Colonel Bazooka took Victoria and there she was, confused as children of privilege are when deserted by fortune, defenceless in a hostile world without a road map or course of action. He found it thrilling to roll brats like her in the gutters that they believed destiny had spared them from and set apart for the others. He had done it time and again and it still felt good. At this juncture he revealed that he was happily married to a tribes-woman with whom he had three beautiful children. She was deeply hurt as, no matter what she did, a good Protestant girl eventually got married to a man in a monogamous relationship, as concubinage was both sinful and sacrilegious. Her confusion and guilt came out in the urge to compete, to be what he wanted her to be, in the hope that she would supplant the first wife, whom she imagined to be old and worn out. What she did not know was that there was no competition. Wife Number One was unassailable. Queen to all latecomers, she got first priority in everything.
For a time they lived in a senior army quarter. On weekends they would go out to drink, as he enjoyed showing her off. During the week she kept house, which she did badly due to lack of experience. The food got burned and she cut her fingers and she did not know how long to cook the meat or how to wash clothes properly. He realized that violence would not achieve anything and he hired help.
He had a plan worked out for her. If she conceived, he would keep her as a second wife to bear him children with some southern blood in them. If she remained barren, he would enroll her in the State Research Bureau and use her as a decoy. He would only have to anger her to unleash the beast inside. A beautiful decoy would do wonders trapping rampant southern subversives.
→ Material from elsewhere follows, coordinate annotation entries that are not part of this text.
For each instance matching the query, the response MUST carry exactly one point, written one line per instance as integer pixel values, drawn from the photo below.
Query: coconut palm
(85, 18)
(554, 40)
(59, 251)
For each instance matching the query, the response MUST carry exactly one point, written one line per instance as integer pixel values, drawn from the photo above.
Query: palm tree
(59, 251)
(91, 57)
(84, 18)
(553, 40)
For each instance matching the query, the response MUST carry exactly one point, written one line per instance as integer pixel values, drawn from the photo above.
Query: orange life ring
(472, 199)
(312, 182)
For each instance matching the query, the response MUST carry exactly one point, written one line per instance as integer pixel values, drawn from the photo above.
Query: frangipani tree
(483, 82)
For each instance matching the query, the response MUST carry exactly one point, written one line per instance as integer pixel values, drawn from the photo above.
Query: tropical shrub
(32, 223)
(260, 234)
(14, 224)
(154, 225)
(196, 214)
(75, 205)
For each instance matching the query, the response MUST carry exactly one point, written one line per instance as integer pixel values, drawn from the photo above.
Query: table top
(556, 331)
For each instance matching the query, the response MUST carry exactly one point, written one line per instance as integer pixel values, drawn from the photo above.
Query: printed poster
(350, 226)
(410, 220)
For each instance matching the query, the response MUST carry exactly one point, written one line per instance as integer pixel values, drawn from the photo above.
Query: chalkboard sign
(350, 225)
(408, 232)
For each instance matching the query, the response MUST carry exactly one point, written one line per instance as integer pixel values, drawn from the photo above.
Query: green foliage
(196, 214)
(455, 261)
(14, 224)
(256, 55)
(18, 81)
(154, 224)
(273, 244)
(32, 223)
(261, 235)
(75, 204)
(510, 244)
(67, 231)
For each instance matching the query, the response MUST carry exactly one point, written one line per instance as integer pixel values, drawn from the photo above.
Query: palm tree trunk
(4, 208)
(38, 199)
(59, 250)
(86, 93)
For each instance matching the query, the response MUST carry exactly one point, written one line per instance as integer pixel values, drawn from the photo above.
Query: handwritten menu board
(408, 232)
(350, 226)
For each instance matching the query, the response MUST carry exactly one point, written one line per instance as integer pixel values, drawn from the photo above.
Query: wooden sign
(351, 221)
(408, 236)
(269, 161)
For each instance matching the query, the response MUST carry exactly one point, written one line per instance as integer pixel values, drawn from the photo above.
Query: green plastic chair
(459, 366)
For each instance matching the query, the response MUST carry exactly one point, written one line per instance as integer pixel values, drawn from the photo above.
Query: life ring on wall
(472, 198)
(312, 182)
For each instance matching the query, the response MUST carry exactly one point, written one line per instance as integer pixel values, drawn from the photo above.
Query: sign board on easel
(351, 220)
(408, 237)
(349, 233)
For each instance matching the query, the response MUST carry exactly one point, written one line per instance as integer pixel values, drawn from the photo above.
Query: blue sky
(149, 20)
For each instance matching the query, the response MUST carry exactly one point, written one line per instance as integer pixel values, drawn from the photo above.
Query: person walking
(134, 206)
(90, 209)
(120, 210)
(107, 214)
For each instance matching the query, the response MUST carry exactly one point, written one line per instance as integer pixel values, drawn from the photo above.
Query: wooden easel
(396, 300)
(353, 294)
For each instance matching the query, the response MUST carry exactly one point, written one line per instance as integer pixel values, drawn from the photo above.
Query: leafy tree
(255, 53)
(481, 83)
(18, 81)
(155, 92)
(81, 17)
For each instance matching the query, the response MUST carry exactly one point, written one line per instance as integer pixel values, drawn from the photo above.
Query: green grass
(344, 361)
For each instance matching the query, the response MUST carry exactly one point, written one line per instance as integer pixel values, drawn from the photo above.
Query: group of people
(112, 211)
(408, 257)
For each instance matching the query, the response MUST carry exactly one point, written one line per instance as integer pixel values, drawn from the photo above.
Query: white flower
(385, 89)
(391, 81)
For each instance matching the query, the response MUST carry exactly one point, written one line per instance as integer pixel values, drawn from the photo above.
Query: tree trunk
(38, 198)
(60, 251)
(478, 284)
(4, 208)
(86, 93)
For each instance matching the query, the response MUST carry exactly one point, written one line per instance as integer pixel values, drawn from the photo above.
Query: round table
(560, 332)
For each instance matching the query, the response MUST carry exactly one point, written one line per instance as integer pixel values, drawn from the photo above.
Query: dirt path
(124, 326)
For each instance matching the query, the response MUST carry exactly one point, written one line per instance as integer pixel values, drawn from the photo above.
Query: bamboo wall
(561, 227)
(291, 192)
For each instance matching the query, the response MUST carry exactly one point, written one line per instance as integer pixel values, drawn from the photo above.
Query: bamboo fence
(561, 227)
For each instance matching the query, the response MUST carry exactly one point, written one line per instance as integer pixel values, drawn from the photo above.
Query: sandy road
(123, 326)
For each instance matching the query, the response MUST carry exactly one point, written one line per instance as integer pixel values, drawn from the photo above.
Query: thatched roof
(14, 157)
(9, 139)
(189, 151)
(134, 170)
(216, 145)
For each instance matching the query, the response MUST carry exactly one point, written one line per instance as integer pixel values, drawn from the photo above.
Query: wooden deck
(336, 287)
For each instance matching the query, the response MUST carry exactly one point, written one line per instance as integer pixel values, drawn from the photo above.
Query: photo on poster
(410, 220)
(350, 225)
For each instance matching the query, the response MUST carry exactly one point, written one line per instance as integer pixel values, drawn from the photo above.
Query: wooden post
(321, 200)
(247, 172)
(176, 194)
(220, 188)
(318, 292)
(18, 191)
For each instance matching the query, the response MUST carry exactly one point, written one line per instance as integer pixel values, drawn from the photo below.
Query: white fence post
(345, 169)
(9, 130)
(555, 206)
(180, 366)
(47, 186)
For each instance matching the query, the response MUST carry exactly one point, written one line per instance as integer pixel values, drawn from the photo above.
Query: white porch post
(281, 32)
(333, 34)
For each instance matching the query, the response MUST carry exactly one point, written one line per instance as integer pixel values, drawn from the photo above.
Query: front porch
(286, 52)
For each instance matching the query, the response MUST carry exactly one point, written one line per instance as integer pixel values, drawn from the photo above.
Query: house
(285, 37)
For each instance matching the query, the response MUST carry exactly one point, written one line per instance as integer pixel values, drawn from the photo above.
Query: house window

To start with, he began to reveal to her what he did. He told her about army operations to curb robbery. He told her the number of people he had killed, how interrogation and extraction of information proceeded. He frightened the hell out of her because till then she had a black-and-white picture of good and evil wherein she believed deep down that bad people were totally bad and good people totally good.
After a year without her conceiving, his patience ran out. He had risen higher and was now in charge of the South-western Region, and his sense of power had reached mammoth proportions. He took her to different towns, and she saw how both civilians and soldiers respected and feared him. There was something mesmerizing about his demeanour. He was like a god, an apparition, a natural phenomenon. He enjoyed the adulation, and in his good moments he said that she had brought him good luck. In his bad moments, however, he accused her of being barren. He asked her if she was doing it intentionally so as not to have a child with a northerner.